Capturing molecular interactions in graph neural networks: a case study in multi-component phase equilibrium†
Abstract
Graph neural networks (GNNs) have been widely used for predicting molecular properties, especially for single molecules. However, when treating multi-component systems, GNNs have mostly used simple data representations (concatenation, averaging, or self-attention on features of individual components) that might fail to capture molecular interactions and potentially limit prediction accuracy. In this work, we propose a GNN architecture that captures molecular interactions in an explicit manner by combining atomic-level (local) graph convolution and molecular-level (global) message passing through a molecular interaction network.
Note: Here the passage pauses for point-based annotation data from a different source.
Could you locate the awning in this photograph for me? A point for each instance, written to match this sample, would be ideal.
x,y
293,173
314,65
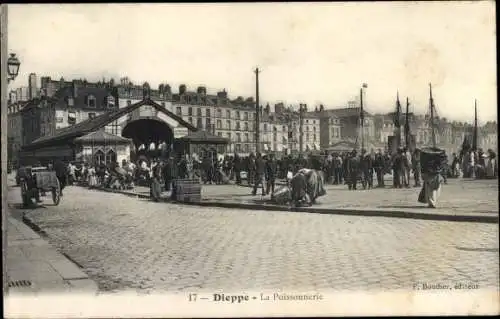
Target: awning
x,y
203,137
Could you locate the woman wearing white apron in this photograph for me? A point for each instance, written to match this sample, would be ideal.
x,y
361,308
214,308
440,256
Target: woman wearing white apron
x,y
433,163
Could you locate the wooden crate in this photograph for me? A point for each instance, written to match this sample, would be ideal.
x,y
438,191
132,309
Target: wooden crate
x,y
186,190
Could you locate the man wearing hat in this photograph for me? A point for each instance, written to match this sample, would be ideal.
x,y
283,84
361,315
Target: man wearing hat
x,y
366,165
352,170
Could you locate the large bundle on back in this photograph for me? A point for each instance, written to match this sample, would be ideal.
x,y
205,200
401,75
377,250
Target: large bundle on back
x,y
433,160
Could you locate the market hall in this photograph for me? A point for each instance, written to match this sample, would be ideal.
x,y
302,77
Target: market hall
x,y
144,129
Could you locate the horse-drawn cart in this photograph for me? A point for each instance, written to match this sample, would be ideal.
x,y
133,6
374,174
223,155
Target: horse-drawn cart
x,y
40,182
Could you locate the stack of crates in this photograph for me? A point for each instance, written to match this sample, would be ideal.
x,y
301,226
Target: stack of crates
x,y
186,190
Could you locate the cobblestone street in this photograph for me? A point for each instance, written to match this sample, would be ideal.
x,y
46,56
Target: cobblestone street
x,y
128,243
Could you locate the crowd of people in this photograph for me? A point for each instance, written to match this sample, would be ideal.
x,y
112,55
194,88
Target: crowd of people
x,y
356,170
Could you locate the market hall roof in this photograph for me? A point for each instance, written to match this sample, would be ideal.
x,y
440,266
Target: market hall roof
x,y
346,112
100,121
204,137
102,137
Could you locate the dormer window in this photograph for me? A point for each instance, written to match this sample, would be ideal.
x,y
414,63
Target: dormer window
x,y
91,101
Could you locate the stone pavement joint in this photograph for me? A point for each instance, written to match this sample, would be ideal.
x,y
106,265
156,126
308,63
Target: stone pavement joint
x,y
397,212
30,258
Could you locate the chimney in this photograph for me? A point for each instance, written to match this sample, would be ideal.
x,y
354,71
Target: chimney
x,y
202,90
222,94
182,89
75,88
168,89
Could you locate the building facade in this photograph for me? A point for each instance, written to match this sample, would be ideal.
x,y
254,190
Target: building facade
x,y
58,104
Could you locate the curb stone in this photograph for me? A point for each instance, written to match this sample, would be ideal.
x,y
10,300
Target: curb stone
x,y
333,211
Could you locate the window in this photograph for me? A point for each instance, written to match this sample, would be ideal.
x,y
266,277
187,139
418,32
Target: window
x,y
91,101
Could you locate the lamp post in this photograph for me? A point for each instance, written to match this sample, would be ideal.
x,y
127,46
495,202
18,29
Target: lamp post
x,y
302,109
13,65
362,114
10,70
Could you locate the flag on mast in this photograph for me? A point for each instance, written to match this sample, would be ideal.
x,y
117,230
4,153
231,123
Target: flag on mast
x,y
474,132
407,124
397,115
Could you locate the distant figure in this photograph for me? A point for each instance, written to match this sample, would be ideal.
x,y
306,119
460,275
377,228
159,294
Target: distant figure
x,y
61,173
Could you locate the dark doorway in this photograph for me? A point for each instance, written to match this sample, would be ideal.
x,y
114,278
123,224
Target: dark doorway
x,y
147,131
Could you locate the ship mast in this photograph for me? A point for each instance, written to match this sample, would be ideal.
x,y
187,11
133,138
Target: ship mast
x,y
431,105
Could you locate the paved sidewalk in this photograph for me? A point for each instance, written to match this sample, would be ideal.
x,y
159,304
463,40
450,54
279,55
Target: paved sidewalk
x,y
461,200
35,267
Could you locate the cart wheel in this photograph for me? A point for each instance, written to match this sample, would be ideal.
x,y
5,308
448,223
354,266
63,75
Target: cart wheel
x,y
56,194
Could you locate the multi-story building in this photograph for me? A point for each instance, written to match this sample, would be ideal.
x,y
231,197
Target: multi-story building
x,y
349,121
66,107
330,129
33,91
19,95
14,131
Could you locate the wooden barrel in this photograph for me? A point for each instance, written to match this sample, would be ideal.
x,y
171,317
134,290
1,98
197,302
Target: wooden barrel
x,y
186,190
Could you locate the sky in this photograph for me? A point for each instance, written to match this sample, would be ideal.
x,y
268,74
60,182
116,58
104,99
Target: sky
x,y
308,52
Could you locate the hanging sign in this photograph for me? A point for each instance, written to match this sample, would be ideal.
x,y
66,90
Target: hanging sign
x,y
180,132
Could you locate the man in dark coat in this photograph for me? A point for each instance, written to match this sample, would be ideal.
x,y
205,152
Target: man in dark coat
x,y
61,172
352,169
271,172
379,167
366,164
260,170
398,169
237,165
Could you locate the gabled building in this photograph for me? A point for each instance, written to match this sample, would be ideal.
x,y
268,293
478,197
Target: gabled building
x,y
136,122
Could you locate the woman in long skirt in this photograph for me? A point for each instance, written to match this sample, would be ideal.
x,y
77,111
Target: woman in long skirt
x,y
91,177
431,189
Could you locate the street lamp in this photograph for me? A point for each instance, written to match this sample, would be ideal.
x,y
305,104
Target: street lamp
x,y
13,67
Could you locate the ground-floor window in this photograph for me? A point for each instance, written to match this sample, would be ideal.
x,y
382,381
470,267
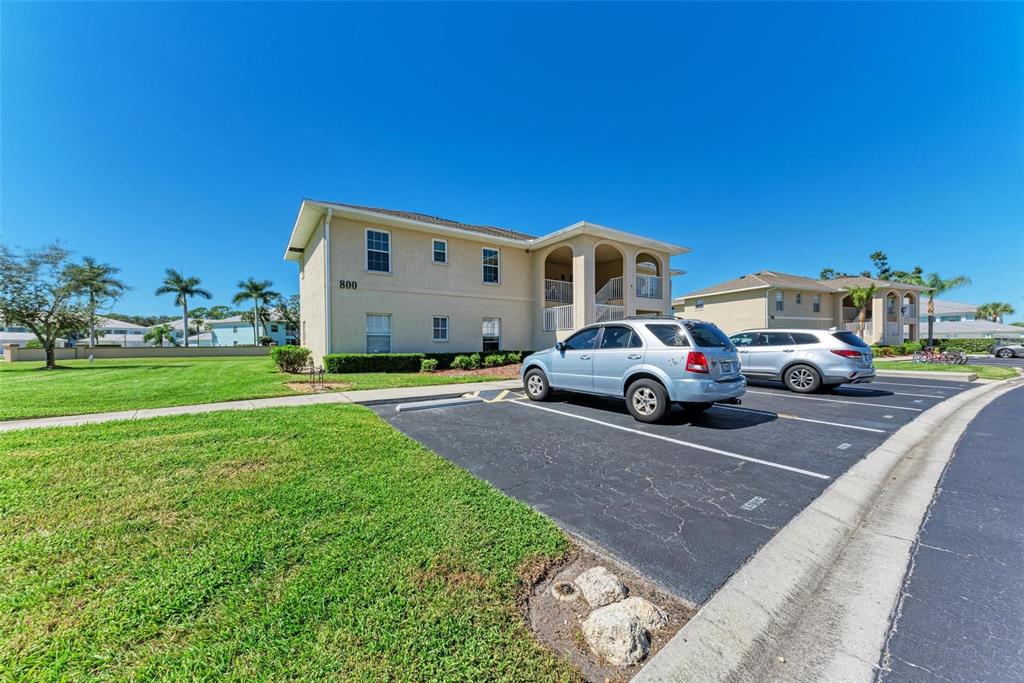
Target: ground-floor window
x,y
440,328
378,333
492,334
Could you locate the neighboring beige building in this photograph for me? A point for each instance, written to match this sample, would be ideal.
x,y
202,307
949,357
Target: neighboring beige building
x,y
769,299
379,280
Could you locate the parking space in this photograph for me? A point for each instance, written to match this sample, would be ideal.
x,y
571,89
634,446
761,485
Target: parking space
x,y
688,501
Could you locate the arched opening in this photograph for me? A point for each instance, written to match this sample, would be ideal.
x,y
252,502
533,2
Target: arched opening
x,y
608,271
649,278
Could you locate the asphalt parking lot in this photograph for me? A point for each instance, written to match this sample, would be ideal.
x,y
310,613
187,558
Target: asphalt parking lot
x,y
686,502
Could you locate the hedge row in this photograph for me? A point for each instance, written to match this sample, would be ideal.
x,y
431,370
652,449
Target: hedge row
x,y
392,363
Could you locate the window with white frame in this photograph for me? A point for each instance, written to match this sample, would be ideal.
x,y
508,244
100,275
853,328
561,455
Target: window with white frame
x,y
378,333
492,260
440,328
439,249
378,251
492,334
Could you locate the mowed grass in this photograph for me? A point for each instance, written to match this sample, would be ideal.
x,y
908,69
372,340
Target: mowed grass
x,y
983,372
312,543
124,384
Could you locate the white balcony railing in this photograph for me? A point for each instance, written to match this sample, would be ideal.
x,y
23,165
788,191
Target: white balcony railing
x,y
606,312
558,317
558,290
648,287
610,291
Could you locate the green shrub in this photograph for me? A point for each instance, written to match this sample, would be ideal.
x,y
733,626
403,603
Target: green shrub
x,y
373,363
290,358
495,359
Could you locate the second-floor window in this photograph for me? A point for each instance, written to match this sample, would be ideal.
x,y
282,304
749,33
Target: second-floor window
x,y
492,266
378,251
439,252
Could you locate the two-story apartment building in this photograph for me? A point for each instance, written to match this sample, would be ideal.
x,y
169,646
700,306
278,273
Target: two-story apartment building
x,y
771,299
385,281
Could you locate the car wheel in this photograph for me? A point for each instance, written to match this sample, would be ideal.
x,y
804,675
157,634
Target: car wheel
x,y
802,379
647,400
536,384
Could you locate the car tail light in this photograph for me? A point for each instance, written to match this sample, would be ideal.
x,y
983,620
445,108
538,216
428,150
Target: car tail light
x,y
696,363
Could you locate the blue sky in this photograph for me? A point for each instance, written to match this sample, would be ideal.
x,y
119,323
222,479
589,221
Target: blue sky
x,y
788,137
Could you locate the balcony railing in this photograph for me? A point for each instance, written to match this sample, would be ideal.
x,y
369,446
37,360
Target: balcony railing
x,y
558,317
606,312
648,287
558,290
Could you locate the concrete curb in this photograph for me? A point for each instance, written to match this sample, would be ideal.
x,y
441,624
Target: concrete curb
x,y
814,603
926,375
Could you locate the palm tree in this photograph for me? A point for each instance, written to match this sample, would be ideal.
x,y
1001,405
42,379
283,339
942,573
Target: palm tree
x,y
935,285
159,334
994,310
259,293
98,284
182,288
861,297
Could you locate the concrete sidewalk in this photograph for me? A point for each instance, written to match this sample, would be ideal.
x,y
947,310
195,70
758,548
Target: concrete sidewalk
x,y
368,396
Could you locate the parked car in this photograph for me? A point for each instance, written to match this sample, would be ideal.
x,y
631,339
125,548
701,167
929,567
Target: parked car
x,y
806,360
1009,350
651,363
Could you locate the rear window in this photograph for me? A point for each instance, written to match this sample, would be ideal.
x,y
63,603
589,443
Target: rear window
x,y
670,335
708,335
849,338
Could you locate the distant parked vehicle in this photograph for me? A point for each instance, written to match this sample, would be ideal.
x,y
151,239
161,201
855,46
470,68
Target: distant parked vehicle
x,y
806,360
651,363
1009,350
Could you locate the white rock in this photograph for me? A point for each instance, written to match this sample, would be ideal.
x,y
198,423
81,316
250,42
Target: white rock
x,y
600,587
651,616
616,635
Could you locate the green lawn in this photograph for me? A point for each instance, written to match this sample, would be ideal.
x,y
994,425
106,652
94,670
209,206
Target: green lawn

We tested the architecture (which we call SolvGNN) on a comprehensive phase equilibrium case study that aims to predict activity coefficients for a wide range of binary and ternary mixtures; we built this large dataset using the COnductor-like Screening MOdel for Real Solvation (COSMO-RS). We show that SolvGNN can predict composition-dependent activity coefficients with high accuracy and show that it outperforms a previously-developed GNN used for predicting only infinite-dilution activity coefficients. We performed counterfactual analysis on the SolvGNN model that allowed us to explore the impact of functional groups and composition on equilibrium behavior. We also used the SolvGNN model for the development of a computational framework that automatically creates phase diagrams for a diverse set of complex mixtures. All scripts needed to reproduce the results are shared as open-source code.